Una asociación formada por los exiliados españoles que llegaron a Chile en 1939 a bordo del barco Winnipeg cedió en 2007 a España, a través del Ministerio de Cultura, sus archivos para que se integraran en el Centro de la Memoria Histórica. Libros, vídeos, abundante material periodístico sobre el viaje del barco y documentos personales de muchos de los refugiados, constituyen este fondo documental que permitirá conocer con mayor precisión un episodio del final de la guerra civil española que tiene a Pablo Neruda como protagonista principal.

El papel de Neruda

En 1939, Pablo Neruda es nombrado cónsul de Chile en París. Entre 1934 y 1936 había ocupado el mismo cargo en Barcelona y Madrid.

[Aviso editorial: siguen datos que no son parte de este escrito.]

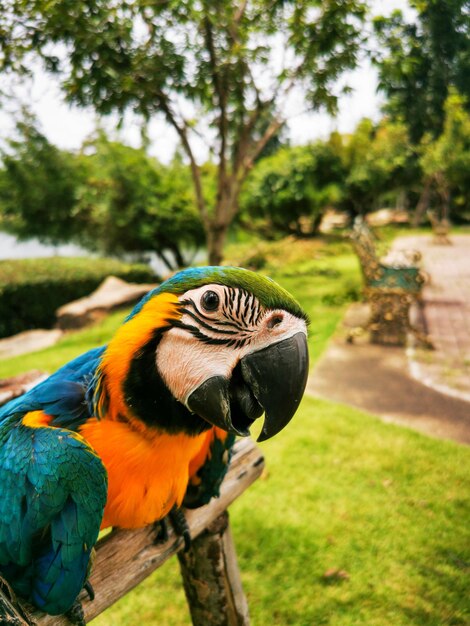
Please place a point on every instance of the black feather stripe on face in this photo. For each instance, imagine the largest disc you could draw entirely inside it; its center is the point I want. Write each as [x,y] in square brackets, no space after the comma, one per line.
[150,400]
[241,311]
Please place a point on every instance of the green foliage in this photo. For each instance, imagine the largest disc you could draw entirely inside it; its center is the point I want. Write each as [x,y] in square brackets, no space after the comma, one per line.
[446,160]
[38,188]
[423,59]
[31,290]
[378,160]
[212,69]
[289,191]
[110,198]
[138,205]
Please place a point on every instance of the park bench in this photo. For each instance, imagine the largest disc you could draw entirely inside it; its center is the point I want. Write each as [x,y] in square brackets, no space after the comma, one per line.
[391,285]
[209,569]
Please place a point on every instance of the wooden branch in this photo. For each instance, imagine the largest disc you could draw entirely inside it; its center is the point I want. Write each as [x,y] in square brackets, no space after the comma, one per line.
[212,580]
[126,557]
[11,612]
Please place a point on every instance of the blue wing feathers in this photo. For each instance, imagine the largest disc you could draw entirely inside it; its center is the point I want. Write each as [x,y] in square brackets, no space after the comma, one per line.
[62,395]
[52,494]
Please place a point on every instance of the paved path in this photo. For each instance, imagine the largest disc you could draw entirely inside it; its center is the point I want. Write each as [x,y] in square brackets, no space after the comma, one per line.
[447,312]
[425,390]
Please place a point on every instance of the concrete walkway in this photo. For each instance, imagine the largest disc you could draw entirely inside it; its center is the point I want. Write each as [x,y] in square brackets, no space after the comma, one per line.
[413,388]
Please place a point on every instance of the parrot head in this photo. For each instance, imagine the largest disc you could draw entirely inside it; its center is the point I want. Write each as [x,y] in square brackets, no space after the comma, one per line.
[232,346]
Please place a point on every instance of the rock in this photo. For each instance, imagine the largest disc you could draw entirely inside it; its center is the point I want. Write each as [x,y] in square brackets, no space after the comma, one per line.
[28,341]
[382,217]
[17,385]
[111,294]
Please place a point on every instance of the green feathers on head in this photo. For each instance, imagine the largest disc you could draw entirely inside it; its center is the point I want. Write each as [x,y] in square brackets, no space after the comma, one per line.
[270,294]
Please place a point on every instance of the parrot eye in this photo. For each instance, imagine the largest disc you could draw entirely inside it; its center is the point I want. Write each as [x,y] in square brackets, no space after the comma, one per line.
[210,301]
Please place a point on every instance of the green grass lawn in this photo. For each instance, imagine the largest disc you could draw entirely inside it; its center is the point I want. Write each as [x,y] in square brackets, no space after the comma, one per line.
[343,492]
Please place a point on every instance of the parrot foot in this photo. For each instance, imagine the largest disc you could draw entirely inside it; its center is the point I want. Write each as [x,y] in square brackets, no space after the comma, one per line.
[180,526]
[89,589]
[76,615]
[162,531]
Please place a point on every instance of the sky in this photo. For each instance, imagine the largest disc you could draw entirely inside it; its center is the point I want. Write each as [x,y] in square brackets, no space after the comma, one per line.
[67,126]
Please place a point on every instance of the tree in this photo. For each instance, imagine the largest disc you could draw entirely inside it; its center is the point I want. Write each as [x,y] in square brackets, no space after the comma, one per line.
[446,160]
[220,70]
[38,187]
[422,61]
[109,198]
[378,161]
[137,204]
[288,192]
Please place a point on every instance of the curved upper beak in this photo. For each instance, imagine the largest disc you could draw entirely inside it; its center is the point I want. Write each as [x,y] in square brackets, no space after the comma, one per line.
[271,380]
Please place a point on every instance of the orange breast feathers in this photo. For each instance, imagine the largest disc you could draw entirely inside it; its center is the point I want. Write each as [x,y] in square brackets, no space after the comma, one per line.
[147,475]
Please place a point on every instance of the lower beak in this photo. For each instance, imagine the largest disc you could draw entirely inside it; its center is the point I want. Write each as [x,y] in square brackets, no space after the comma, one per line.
[271,380]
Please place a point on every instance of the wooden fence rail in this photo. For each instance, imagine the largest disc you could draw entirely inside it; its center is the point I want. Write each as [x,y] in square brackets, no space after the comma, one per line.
[126,557]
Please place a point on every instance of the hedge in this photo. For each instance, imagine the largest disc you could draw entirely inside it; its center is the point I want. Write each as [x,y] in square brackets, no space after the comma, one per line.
[31,290]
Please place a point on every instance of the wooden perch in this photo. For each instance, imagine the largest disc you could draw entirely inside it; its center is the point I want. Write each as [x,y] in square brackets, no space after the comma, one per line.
[126,557]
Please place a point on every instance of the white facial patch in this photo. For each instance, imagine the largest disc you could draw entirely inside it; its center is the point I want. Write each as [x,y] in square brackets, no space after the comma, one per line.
[208,343]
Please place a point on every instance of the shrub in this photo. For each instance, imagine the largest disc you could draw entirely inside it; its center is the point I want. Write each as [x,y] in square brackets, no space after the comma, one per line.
[31,290]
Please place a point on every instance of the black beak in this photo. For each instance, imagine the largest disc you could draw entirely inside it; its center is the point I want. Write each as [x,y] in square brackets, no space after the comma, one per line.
[271,380]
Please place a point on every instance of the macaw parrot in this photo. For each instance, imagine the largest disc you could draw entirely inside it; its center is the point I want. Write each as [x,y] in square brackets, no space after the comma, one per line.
[129,432]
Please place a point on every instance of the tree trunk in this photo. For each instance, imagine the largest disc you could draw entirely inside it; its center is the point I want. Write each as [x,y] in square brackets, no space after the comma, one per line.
[216,236]
[423,204]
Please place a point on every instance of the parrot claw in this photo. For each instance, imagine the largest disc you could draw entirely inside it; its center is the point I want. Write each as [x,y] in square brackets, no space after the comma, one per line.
[76,615]
[180,526]
[89,589]
[162,531]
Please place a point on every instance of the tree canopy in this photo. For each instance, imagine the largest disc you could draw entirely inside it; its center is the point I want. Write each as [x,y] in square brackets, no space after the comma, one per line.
[422,59]
[219,69]
[109,197]
[289,191]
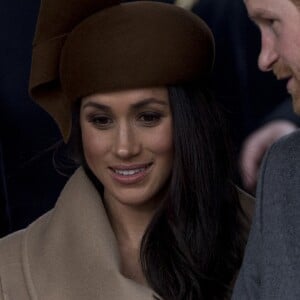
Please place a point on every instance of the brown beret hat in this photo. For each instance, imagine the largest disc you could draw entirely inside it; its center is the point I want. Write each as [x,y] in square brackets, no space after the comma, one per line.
[83,47]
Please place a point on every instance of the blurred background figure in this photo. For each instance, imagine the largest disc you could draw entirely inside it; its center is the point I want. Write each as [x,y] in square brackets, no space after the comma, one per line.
[257,105]
[26,130]
[254,102]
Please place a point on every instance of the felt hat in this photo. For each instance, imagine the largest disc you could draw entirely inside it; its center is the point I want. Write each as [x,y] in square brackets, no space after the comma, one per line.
[90,46]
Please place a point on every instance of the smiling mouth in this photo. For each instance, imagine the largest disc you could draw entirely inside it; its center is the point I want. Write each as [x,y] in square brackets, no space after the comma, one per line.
[131,170]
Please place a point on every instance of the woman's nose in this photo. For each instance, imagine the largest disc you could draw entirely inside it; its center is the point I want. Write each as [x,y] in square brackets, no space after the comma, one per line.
[268,54]
[126,144]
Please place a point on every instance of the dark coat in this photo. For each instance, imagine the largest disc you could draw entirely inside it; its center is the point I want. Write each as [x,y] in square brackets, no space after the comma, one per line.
[271,267]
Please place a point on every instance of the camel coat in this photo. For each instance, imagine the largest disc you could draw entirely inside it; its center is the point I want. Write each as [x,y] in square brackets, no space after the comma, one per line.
[70,253]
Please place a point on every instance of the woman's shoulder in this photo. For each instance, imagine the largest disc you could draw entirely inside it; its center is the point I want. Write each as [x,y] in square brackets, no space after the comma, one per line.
[12,260]
[288,145]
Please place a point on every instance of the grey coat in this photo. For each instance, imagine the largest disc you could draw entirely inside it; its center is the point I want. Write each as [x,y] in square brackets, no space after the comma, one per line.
[271,267]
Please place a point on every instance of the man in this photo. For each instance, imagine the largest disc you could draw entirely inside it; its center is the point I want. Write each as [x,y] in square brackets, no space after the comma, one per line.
[271,267]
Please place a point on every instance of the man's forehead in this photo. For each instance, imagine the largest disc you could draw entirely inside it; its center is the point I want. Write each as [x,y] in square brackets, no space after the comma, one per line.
[259,8]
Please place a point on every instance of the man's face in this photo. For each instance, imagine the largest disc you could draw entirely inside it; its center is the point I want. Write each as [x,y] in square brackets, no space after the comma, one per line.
[279,24]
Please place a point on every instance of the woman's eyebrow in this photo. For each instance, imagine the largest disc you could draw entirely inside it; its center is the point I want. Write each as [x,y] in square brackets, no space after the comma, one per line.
[148,101]
[97,105]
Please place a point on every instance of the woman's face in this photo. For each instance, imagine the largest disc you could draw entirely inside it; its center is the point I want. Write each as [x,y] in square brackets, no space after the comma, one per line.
[127,143]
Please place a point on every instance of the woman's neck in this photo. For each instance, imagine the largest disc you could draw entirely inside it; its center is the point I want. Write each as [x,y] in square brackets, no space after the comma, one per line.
[129,224]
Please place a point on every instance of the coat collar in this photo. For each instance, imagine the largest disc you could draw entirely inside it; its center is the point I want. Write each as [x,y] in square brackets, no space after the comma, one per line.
[71,252]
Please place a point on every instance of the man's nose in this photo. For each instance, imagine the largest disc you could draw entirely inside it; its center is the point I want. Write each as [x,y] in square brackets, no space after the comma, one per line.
[268,54]
[126,144]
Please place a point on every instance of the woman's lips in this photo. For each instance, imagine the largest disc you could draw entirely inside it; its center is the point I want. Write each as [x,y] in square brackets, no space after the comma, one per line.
[130,174]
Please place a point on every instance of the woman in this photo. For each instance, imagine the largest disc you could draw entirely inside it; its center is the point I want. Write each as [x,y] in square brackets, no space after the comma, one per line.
[153,212]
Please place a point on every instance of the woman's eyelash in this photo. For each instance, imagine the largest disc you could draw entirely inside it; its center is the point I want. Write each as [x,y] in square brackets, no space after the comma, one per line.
[100,120]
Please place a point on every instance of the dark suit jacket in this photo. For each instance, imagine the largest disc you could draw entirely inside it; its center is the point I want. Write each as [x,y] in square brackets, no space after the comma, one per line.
[271,267]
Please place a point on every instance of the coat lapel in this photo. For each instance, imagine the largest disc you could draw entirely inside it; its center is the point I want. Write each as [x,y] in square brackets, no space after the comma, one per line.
[71,252]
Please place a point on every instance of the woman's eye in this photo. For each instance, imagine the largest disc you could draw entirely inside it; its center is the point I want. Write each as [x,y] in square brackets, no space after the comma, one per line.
[101,121]
[150,118]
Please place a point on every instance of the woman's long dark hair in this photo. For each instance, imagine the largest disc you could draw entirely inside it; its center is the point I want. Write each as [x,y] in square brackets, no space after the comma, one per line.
[193,247]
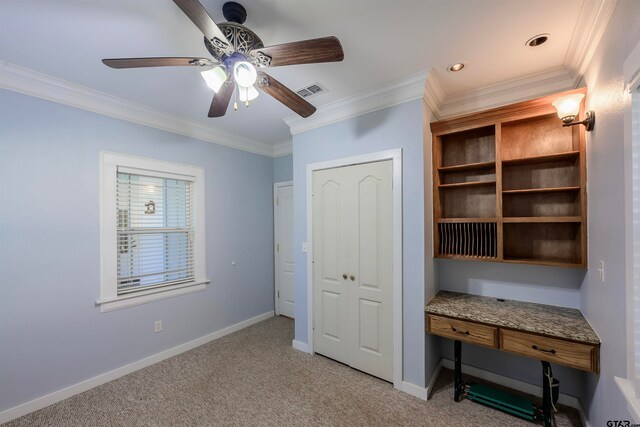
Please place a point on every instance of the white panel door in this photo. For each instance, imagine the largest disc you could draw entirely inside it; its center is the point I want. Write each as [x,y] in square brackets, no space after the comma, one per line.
[353,259]
[285,292]
[330,263]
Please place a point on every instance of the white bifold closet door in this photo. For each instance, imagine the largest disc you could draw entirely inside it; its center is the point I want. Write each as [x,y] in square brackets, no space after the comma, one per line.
[352,215]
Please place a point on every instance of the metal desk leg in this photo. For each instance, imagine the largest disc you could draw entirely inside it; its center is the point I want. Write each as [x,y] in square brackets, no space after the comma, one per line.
[546,393]
[457,350]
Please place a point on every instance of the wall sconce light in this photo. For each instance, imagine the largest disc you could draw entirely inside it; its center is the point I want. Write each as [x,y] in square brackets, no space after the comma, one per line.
[151,207]
[568,108]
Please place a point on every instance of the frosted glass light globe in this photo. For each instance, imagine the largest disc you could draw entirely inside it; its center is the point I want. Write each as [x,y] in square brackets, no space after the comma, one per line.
[244,73]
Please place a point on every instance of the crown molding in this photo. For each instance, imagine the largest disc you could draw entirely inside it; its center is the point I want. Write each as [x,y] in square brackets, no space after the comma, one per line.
[509,92]
[393,93]
[592,23]
[283,148]
[29,82]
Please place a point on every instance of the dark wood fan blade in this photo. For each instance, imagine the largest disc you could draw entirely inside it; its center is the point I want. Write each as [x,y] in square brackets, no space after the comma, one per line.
[199,16]
[326,49]
[221,99]
[155,62]
[285,95]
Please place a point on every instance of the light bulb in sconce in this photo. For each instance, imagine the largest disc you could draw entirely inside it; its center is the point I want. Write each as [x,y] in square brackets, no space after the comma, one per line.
[247,93]
[568,108]
[244,73]
[215,78]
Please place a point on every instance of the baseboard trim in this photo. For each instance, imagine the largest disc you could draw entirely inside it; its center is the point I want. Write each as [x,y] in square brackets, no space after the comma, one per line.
[59,395]
[300,346]
[518,385]
[434,377]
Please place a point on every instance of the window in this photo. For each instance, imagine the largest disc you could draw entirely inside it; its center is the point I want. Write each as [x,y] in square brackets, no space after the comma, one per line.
[152,214]
[630,386]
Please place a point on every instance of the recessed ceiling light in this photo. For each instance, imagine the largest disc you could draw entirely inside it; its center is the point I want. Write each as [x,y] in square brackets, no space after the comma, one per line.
[537,40]
[456,67]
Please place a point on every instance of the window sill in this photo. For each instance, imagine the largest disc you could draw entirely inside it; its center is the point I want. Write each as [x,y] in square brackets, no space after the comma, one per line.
[143,297]
[633,403]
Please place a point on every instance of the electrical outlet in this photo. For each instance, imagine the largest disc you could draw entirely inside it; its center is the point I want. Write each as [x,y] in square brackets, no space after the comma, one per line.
[601,270]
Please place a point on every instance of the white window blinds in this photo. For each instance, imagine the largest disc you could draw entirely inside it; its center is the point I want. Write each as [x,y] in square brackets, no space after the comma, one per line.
[155,223]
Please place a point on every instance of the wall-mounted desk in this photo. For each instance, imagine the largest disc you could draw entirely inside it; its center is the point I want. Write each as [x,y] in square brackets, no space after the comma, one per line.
[548,333]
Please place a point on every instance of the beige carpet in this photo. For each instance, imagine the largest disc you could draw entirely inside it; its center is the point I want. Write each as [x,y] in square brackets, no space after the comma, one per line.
[255,378]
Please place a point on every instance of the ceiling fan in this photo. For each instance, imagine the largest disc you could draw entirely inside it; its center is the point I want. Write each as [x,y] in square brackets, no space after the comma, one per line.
[238,55]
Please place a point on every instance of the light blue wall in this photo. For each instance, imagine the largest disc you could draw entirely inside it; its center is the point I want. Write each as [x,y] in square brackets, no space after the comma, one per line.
[396,127]
[51,333]
[604,304]
[540,284]
[283,168]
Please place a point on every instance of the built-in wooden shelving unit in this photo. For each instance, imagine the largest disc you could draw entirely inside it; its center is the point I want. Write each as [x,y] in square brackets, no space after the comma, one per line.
[509,185]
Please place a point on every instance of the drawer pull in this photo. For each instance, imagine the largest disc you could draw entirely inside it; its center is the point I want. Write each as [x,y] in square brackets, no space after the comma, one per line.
[535,347]
[459,332]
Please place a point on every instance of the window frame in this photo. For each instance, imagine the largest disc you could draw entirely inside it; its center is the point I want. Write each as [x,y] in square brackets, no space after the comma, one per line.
[109,162]
[630,386]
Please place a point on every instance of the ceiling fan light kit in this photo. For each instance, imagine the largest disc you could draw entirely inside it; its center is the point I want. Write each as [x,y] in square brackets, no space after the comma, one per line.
[237,52]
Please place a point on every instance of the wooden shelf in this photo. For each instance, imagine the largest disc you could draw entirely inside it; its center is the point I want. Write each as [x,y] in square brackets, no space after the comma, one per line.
[542,219]
[509,185]
[468,167]
[467,184]
[567,155]
[541,190]
[447,220]
[543,261]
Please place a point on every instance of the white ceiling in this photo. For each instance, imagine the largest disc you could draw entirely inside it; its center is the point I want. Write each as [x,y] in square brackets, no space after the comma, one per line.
[383,41]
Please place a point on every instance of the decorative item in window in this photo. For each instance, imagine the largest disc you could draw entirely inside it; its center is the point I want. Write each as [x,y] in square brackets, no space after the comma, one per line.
[151,207]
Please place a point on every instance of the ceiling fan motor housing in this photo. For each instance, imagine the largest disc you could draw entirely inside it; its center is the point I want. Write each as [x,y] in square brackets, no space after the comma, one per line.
[242,39]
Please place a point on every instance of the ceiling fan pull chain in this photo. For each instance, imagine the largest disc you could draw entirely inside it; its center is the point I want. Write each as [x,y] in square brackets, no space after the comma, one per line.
[235,100]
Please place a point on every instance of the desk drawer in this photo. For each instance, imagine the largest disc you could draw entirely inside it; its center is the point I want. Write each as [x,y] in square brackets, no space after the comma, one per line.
[470,332]
[568,353]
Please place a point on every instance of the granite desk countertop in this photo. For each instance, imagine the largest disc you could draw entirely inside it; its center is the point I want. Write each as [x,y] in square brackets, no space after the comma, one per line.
[561,322]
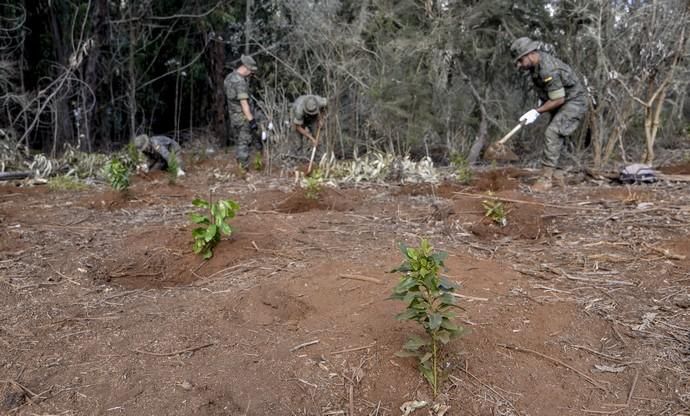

Sus años en España le permitieron conocer a García Lorca, Miguel Hernández, León Felipe, Rafael Alberti, Manuel Altolaguirre, Luis Cernuda y muchos otros escritores.

Hacia el final de la guerra civil, Neruda, muy afectado por la situación de miles de españoles refugiados en Francia y Norte de África, convence al Gobierno de Chile para que los acoja en el país. Así se flota el carguero Winnipeg, que sale de un puerto cercano a Burdeos rumbo a Valparaíso, con 2.500 hombres, mujeres y niños españoles a bordo en busca de una tierra donde comenzar de nuevo.

En el transcurso de todos estos años, la asociación que crearon estos exiliados ha recopilado los documentos que ahora ceden a España, entre los que se pueden leer relatos de los hermanos de Antonio Machado, Ma y Joaquín, sobre su vida como “niños de la guerra”.

En el transcurso de todos estos años, la asociación que crearon estos exiliados ha recopilado los documentos que ahora ceden a España, entre los que se pueden leer relatos de los hermanos de Antonio Machado, José y Joaquín, sobre su vida como “niños de la guerra”.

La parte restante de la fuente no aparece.